A $\displaystyle {}^{232}_{\ \ 92}\text{U}$ nucleus emits an $\displaystyle \alpha$ particle with kinetic energy $\displaystyle = 5.32 \ \text{MeV}$. What is the daughter nucleus and what is the approximate atomic mass (in u) of the daughter atom? Ignore recoil of the daughter nucleus.

An $\displaystyle \alpha$ particle is just a helium nucleus. In other words $\displaystyle \alpha = {}^{4}_{2}\text{He}^{2+}$. For shortcut, they just write it like a helium atom, ie, $\displaystyle {}^{4}_{2}\text{He}$.

Let $\displaystyle {}^{A}_{Z}\text{X}$ be the daughter nucleus, then, we have this reaction:

$\displaystyle {}^{232}_{\ \ 92}\text{U} \rightarrow {}^{A}_{Z}\text{X} + \alpha$

Or

$\displaystyle {}^{232}_{\ \ 92}\text{U} \rightarrow {}^{A}_{Z}\text{X} + {}^{4}_{2}\text{He}$

This gives:

$\displaystyle {}^{232}_{\ \ 92}\text{U} \rightarrow {}^{228}_{\ \ 90}\text{X} + {}^{4}_{2}\text{He}$

So the daughter nucleus $\displaystyle {}^{228}_{\ \ 90}\text{X}$ has an atomic number $\displaystyle Z = 90$. Let us look at the periodic table and find out what is this element.



It is thorium $\displaystyle (\text{Th})$. Then the daughter nucleus is:

$\displaystyle {}^{228}_{\ \ 90}\text{Th}$

 

[logistic_guy]

what is the approximate atomic mass (in u) of the daughter atom? Ignore recoil of the daughter nucleus.

Since recoil is ignored, we use only the Q-value equation.

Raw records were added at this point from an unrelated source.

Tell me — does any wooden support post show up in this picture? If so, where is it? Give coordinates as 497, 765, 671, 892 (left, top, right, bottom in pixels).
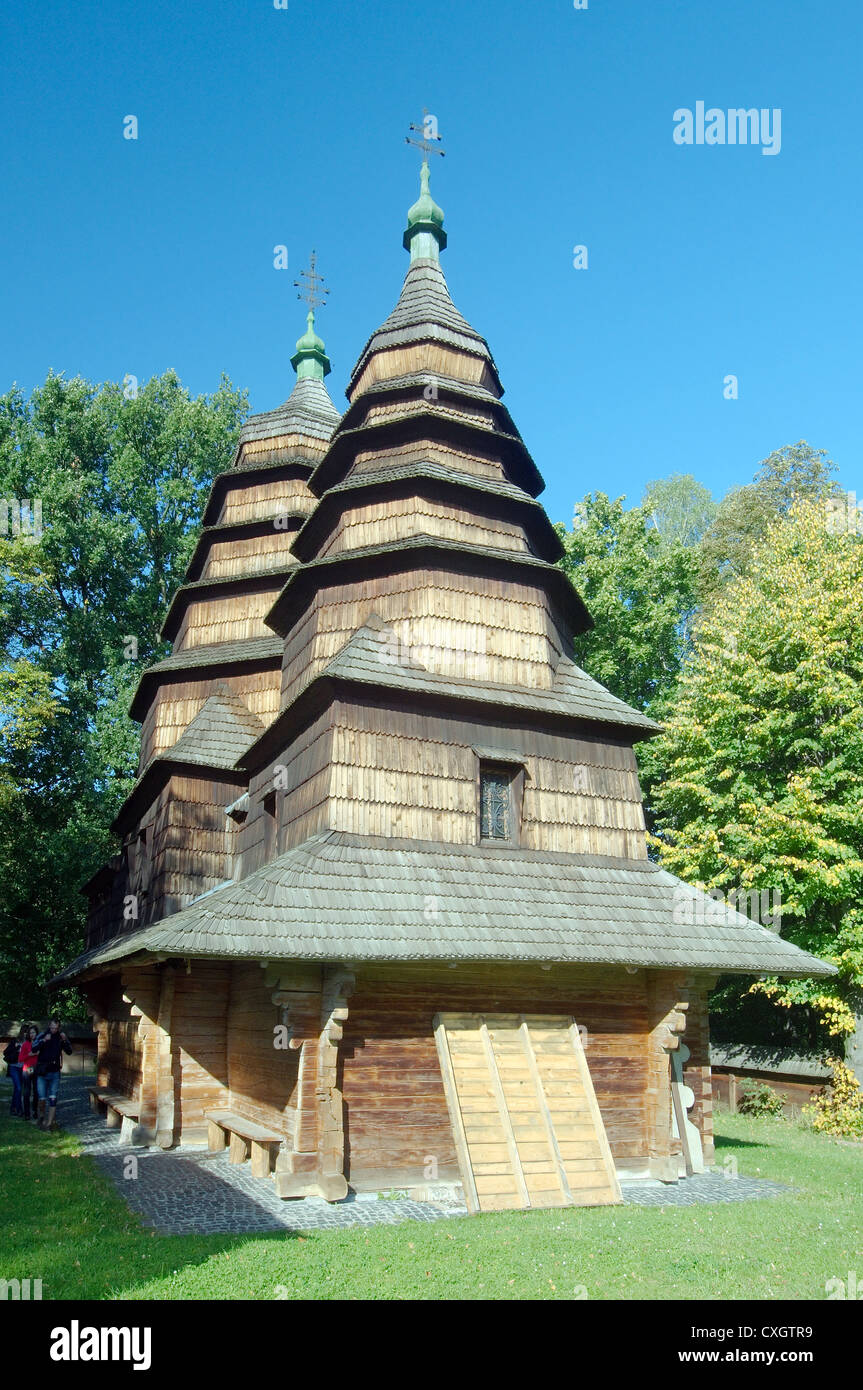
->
272, 965, 354, 1201
156, 963, 176, 1148
252, 1140, 270, 1177
646, 970, 688, 1183
207, 1120, 228, 1154
228, 1133, 249, 1163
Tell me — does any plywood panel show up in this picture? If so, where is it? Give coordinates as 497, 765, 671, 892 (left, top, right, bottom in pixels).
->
435, 1013, 621, 1211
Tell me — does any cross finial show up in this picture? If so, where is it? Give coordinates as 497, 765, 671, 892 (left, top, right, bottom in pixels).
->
293, 252, 329, 313
404, 106, 446, 164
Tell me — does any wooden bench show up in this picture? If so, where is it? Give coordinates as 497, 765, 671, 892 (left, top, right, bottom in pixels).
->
88, 1086, 140, 1144
204, 1111, 285, 1177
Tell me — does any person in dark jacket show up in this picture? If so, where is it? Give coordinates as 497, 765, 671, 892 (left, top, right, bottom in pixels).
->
33, 1019, 72, 1130
3, 1030, 24, 1115
18, 1023, 39, 1120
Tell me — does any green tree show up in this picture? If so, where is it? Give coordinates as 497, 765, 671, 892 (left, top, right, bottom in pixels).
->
699, 439, 838, 599
0, 371, 247, 1013
557, 492, 698, 710
643, 498, 863, 1034
642, 473, 718, 545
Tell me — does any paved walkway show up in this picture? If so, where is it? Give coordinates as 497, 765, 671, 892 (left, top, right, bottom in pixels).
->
3, 1076, 789, 1236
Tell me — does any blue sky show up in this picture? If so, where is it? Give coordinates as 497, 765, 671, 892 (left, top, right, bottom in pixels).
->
0, 0, 863, 521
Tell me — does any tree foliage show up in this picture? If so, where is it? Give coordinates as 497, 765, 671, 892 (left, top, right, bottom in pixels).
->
643, 500, 863, 1034
559, 492, 696, 709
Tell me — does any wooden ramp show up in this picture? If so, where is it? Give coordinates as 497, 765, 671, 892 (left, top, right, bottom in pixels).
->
435, 1013, 621, 1212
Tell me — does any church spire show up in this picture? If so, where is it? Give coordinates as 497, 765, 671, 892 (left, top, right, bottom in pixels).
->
290, 252, 329, 381
402, 110, 446, 261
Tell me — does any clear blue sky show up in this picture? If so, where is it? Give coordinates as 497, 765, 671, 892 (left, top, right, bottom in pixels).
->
0, 0, 863, 520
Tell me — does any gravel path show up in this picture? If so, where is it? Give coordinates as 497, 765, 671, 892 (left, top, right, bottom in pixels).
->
4, 1076, 789, 1236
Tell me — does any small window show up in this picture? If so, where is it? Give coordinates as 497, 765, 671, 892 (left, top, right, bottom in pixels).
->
264, 791, 278, 859
479, 767, 513, 840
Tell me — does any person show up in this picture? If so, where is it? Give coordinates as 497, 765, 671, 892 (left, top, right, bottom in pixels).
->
33, 1019, 72, 1130
3, 1029, 24, 1115
18, 1023, 39, 1120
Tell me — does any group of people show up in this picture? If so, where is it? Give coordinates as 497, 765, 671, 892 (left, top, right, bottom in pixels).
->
3, 1019, 72, 1130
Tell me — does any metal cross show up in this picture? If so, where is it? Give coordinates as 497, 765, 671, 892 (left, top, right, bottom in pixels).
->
404, 106, 446, 163
293, 252, 329, 309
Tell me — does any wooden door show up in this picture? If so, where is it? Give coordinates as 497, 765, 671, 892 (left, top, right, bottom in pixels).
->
435, 1013, 621, 1212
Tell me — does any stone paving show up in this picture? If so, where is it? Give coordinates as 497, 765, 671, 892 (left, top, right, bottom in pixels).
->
5, 1077, 789, 1236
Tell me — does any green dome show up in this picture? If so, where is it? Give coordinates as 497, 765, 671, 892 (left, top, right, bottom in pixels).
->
290, 309, 329, 381
296, 309, 324, 353
402, 160, 446, 260
407, 163, 443, 227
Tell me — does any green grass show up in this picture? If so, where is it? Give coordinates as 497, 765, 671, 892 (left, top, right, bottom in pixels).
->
0, 1091, 863, 1300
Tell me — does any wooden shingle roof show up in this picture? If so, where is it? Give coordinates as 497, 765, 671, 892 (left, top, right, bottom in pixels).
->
111, 685, 264, 833
129, 637, 279, 721
239, 377, 340, 445
347, 260, 498, 395
57, 831, 837, 980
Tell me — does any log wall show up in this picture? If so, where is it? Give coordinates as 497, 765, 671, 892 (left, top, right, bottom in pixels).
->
339, 965, 648, 1187
227, 960, 300, 1138
171, 960, 231, 1144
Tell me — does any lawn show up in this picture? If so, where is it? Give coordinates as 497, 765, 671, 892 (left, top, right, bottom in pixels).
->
0, 1087, 863, 1300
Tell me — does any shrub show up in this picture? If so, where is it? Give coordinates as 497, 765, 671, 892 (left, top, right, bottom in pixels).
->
738, 1081, 784, 1116
803, 1056, 863, 1138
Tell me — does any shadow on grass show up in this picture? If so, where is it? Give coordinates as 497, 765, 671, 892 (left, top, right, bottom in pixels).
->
0, 1087, 311, 1300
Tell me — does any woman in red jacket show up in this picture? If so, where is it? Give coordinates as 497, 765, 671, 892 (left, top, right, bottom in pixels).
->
18, 1023, 39, 1120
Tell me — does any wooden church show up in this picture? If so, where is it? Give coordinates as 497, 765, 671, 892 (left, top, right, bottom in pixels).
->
58, 138, 834, 1211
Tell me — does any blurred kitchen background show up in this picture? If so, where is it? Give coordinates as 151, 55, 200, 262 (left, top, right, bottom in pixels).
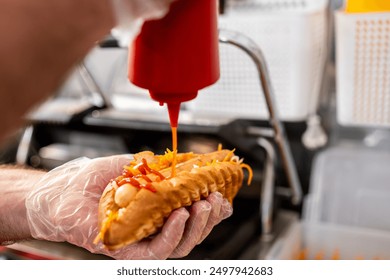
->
0, 0, 390, 259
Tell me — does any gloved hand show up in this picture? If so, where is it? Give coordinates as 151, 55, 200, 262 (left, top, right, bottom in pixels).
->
26, 156, 232, 259
111, 0, 177, 47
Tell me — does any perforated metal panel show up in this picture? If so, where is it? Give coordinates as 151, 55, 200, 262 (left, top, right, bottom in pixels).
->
187, 0, 327, 121
336, 12, 390, 126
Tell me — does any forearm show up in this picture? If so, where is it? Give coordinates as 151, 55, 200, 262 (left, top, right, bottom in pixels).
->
0, 166, 46, 244
0, 0, 114, 141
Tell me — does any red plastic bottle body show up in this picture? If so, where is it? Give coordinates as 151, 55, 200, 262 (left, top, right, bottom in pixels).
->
128, 0, 219, 126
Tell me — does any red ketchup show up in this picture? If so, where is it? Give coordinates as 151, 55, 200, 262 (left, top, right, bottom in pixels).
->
128, 0, 219, 127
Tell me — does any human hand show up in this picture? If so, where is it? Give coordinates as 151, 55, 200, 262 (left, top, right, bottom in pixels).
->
26, 156, 232, 259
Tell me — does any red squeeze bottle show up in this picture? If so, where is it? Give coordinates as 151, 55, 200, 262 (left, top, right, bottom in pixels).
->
128, 0, 219, 127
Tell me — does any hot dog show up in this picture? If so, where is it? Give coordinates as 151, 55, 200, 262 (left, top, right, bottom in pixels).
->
97, 149, 251, 250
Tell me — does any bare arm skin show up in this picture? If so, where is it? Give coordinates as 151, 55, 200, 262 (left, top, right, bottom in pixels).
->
0, 166, 45, 244
0, 0, 115, 142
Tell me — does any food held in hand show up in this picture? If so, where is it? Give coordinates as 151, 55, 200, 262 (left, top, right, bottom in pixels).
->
97, 149, 252, 250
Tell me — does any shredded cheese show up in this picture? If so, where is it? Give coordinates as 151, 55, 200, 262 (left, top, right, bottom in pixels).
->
93, 210, 118, 244
240, 163, 253, 185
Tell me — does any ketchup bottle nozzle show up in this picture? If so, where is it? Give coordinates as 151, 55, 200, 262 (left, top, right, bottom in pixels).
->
167, 103, 181, 127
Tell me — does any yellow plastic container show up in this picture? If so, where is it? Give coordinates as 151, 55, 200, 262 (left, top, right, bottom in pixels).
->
345, 0, 390, 13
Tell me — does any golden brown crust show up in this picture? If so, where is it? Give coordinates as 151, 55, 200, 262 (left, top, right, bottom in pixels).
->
99, 150, 244, 250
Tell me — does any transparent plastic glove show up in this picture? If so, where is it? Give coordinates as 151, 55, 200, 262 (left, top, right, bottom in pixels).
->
111, 0, 178, 47
26, 156, 232, 259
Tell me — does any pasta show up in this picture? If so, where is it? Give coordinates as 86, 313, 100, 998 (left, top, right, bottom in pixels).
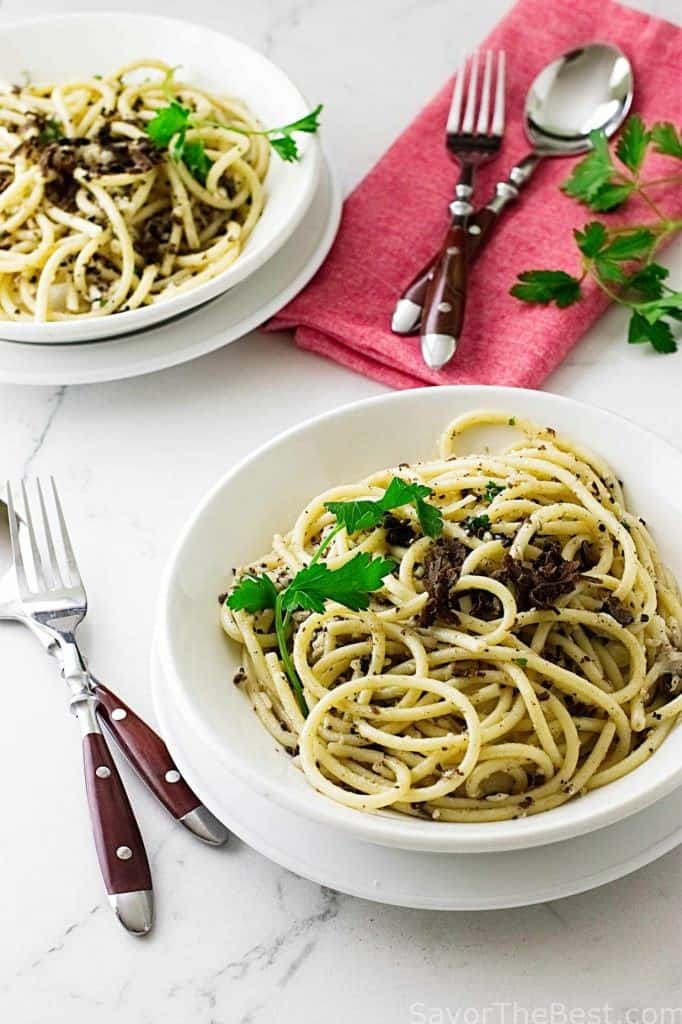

$\displaystyle K = \bigg[M\left({}^{232}\text{U}\right) - M\left({}^{228}\text{Th}\right) - M\left({}^{4}\text{He}\right)\bigg]c^2$

$\displaystyle 5.32 \ \text{MeV} = \bigg[(232.037146 \ \text{u}) - M\left({}^{228}\text{Th}\right) - (4.002603 \ \text{u})\bigg]c^2 \times \frac{931.5 \ \text{MeV}}{\text{u}c^2}$

This gives:

$\displaystyle M\left({}^{228}\text{Th}\right) = \textcolor{blue}{228.028832 \ \text{u}}$